Example: list based definition

accrualTime <- getAccrualTime(
    list(
        "0 - <6" = 0.22,
        "6 - <= 30" = 0.33
    ),
    maxNumberOfSubjects = 1000
)
accrualTime

Accrual time and intensity

  • 0 - < 6: 23.80952
  • 6 - <=30: 35.71429

Formula

  • maxNumberOfSubjects = 1000 = 6 * 23.8095 + 24 * 35.7143

Case (#2)

  • End of accrual, relative accrual intensity and ‘maxNumberOfSubjects’ are given, absolute accrual intensity* and ‘followUpTime’** shall be calculated.
  • Example: getAccrualTime(accrualTime = c(0, 6, 30), accrualIntensity = c(0.22, 0.33), maxNumberOfSubjects = 1000)
  • (*) Can be calculated directly.
  • (**) Cannot be calculated directly but with ‘getSampleSizeSurvival()’ or ‘getPowerSurvival()’.

Details

User defined parameters

  • Accrual time: 0.00, 6.00, 30.00
  • Accrual intensity (relative): 0.22, 0.33
  • Maximum number of subjects: 1000

Generated parameters

  • End of accrual is user defined: TRUE
  • Follow-up time must be user defined: FALSE
  • Max number of subjects is user defined: TRUE
  • Max number of subjects can be calculated directly: TRUE
  • Absolute accrual intensity is enabled: FALSE
  • Accrual intensity: 23.8, 35.7
  • Remaining time: 24.00

Example: how to use accrual time object

getSampleSizeSurvival(
  accrualTime = accrualTime, 
  pi1 = 0.23, 
  pi2 = 0.3
)

Design plan parameters and output for survival data

Design parameters

  • Critical values: 1.960
  • Significance level: 0.0250
  • Type II error rate: 0.2000
  • Test: one-sided

User defined parameters

  • Assumed treatment rate: 0.230
  • Assumed control rate: 0.300
  • Maximum number of subjects: 1000
  • Accrual time: 6.00, 30.00

Default parameters

  • Theta H0: 1
  • Type of computation: Schoenfeld
  • Planned allocation ratio: 1
  • Event time: 12
  • kappa: 1
  • Drop-out rate (1): 0.000
  • Drop-out rate (2): 0.000
  • Drop-out time: 12.00

Sample size and output

  • Direction upper: FALSE
  • median(1): 31.8
  • median(2): 23.3
  • lambda(1): 0.0218
  • lambda(2): 0.0297
  • Hazard ratio: 0.733
  • Number of events: 324.8
  • Total accrual time: 30.00
  • Accrual intensity: 23.8, 35.7
  • Follow up time: 2.07
  • Number of events fixed: 324.8
  • Number of subjects fixed: 1000
  • Number of subjects fixed (1): 500
  • Number of subjects fixed (2): 500
  • Analysis time: 32.07
  • Study duration: 32.07
  • Critical values (treatment effect scale): 0.805

Legend

  • (i): values of treatment arm i

Case 3

End of accrual and absolute accrual intensity are given, maxNumberOfSubjects and followUpTime shall be calculated.

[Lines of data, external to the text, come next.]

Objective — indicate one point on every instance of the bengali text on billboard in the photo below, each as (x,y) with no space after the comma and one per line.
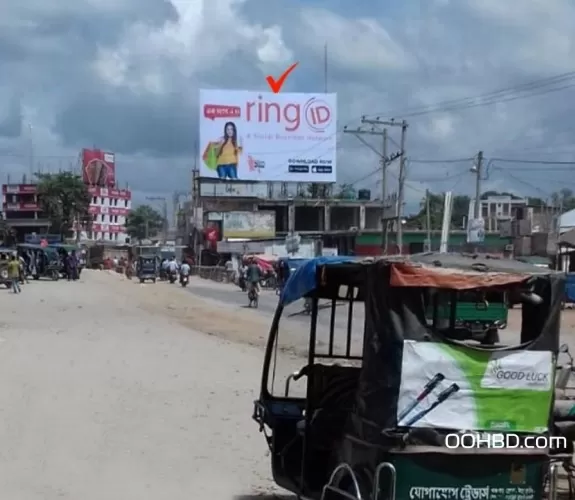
(98,168)
(261,136)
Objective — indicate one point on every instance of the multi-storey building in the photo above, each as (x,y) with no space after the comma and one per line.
(109,208)
(21,210)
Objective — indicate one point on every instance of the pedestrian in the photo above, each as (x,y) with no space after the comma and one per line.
(14,273)
(23,269)
(72,266)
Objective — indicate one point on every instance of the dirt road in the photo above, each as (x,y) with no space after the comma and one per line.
(107,393)
(113,390)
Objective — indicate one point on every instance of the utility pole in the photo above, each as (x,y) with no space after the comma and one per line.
(164,214)
(401,188)
(427,221)
(385,161)
(384,224)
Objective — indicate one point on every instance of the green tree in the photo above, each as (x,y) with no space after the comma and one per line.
(65,200)
(143,222)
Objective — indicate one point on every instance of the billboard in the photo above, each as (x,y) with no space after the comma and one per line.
(98,168)
(233,189)
(249,224)
(261,136)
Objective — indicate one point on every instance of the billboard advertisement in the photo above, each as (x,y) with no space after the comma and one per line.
(261,136)
(249,224)
(98,168)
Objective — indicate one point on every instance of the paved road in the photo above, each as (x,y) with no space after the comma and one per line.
(106,395)
(230,296)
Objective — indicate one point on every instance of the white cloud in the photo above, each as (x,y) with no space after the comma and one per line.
(353,43)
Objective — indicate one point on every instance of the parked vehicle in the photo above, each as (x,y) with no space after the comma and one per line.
(479,315)
(5,254)
(147,268)
(47,261)
(370,416)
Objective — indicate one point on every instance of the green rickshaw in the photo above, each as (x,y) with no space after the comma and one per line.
(41,262)
(479,315)
(5,254)
(389,409)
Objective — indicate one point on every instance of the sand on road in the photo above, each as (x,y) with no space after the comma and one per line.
(108,391)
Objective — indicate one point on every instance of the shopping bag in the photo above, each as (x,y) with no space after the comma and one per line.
(210,156)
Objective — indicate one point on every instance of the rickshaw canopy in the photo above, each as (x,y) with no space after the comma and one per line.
(304,279)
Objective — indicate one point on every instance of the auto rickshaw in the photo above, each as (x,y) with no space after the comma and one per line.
(47,261)
(479,315)
(147,268)
(380,398)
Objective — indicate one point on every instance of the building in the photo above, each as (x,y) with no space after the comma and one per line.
(109,208)
(496,209)
(21,210)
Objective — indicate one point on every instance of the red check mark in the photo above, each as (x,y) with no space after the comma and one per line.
(276,85)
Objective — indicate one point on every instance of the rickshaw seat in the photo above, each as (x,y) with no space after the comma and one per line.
(332,397)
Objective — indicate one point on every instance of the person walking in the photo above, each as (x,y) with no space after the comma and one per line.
(14,273)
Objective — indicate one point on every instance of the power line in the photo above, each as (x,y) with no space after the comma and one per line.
(501,95)
(534,162)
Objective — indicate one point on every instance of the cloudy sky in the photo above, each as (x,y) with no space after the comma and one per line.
(123,75)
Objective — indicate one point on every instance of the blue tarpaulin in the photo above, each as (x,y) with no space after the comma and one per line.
(303,280)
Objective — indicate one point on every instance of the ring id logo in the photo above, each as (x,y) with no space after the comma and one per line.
(317,114)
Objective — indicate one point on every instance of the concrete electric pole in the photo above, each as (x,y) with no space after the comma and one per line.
(385,162)
(478,178)
(164,214)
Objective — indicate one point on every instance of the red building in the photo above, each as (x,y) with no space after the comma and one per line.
(20,208)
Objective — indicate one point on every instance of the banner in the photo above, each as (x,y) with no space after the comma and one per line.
(460,388)
(249,224)
(98,168)
(268,137)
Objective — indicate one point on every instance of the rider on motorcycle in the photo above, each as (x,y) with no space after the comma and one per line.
(253,276)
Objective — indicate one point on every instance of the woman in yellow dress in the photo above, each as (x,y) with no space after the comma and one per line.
(229,153)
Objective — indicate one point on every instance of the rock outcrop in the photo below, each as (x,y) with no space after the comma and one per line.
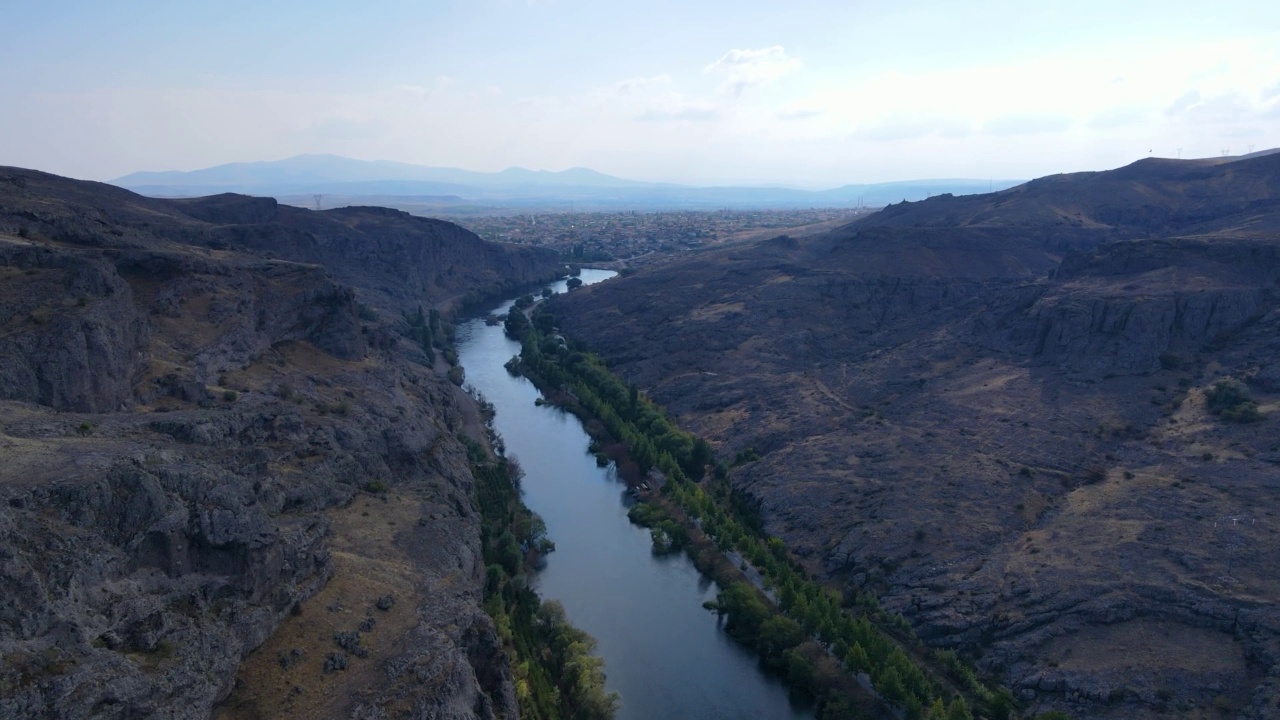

Example: vector based definition

accrualTime <- getAccrualTime(
  accrualTime = c(0, 6, 30), 
  accrualIntensity = c(22, 33)
)

Example: list based definition

accrualTime <- getAccrualTime(list(
    "0 - <6" = 22,
    "6 - <= 30" = 33
))
accrualTime

Accrual time and intensity

  • 0 - < 6: 22
  • 6 - <=30: 33

Formula

  • maxNumberOfSubjects = 924 = 6 * 22 + 24 * 33

Case (#3)

  • End of accrual and absolute accrual intensity are given, ‘maxNumberOfSubjects’* and ‘followUpTime’** shall be calculated.
  • Example: getAccrualTime(accrualTime = c(0, 6, 30), accrualIntensity = c(22, 33))
  • (*) Can be calculated directly.
  • (**) Cannot be calculated directly but with ‘getSampleSizeSurvival()’ or ‘getPowerSurvival()’.

Details

User defined parameters

  • Accrual time: 0.00, 6.00, 30.00
  • Accrual intensity: 22.0, 33.0

Generated parameters

  • End of accrual is user defined: TRUE
  • Follow-up time must be user defined: FALSE
  • Max number of subjects is user defined: FALSE
  • Max number of subjects can be calculated directly: TRUE
  • Absolute accrual intensity is enabled: TRUE
  • Maximum number of subjects: 924
  • Remaining time: 24.00

Example: how to use accrual time object

getSampleSizeSurvival(
  accrualTime = accrualTime, 
  pi1 = 0.23, 
  pi2 = 0.3
)

Design plan parameters and output for survival data

Design parameters

  • Critical values: 1.960
  • Significance level: 0.0250
  • Type II error rate: 0.2000
  • Test: one-sided

User defined parameters

  • Assumed treatment rate: 0.230
  • Assumed control rate: 0.300
  • Accrual time: 6.00, 30.00
  • Accrual intensity: 22.0, 33.0

Default parameters

  • Theta H0: 1
  • Type of computation: Schoenfeld
  • Planned allocation ratio: 1
  • Event time: 12
  • kappa: 1
  • Drop-out rate (1): 0.000
  • Drop-out rate (2): 0.000
  • Drop-out time: 12.00

Sample size and output

  • Direction upper: FALSE
  • median(1): 31.8
  • median(2): 23.3
  • lambda(1): 0.0218
  • lambda(2): 0.0297
  • Hazard ratio: 0.733
  • Maximum number of subjects: 924
  • Number of events: 324.8
  • Total accrual time: 30.00
  • Follow up time: 3.66
  • Number of events fixed: 324.8
  • Number of subjects fixed: 924
  • Number of subjects fixed (1): 462
  • Number of subjects fixed (2): 462
  • Analysis time: 33.66
  • Study duration: 33.66
  • Critical values (treatment effect scale): 0.805

Legend

  • (i): values of treatment arm i

Case 4

End of accrual, relative accrual intensity and followUpTime are given, absolute accrual intensity and maxNumberOfSubjects shall be calculated.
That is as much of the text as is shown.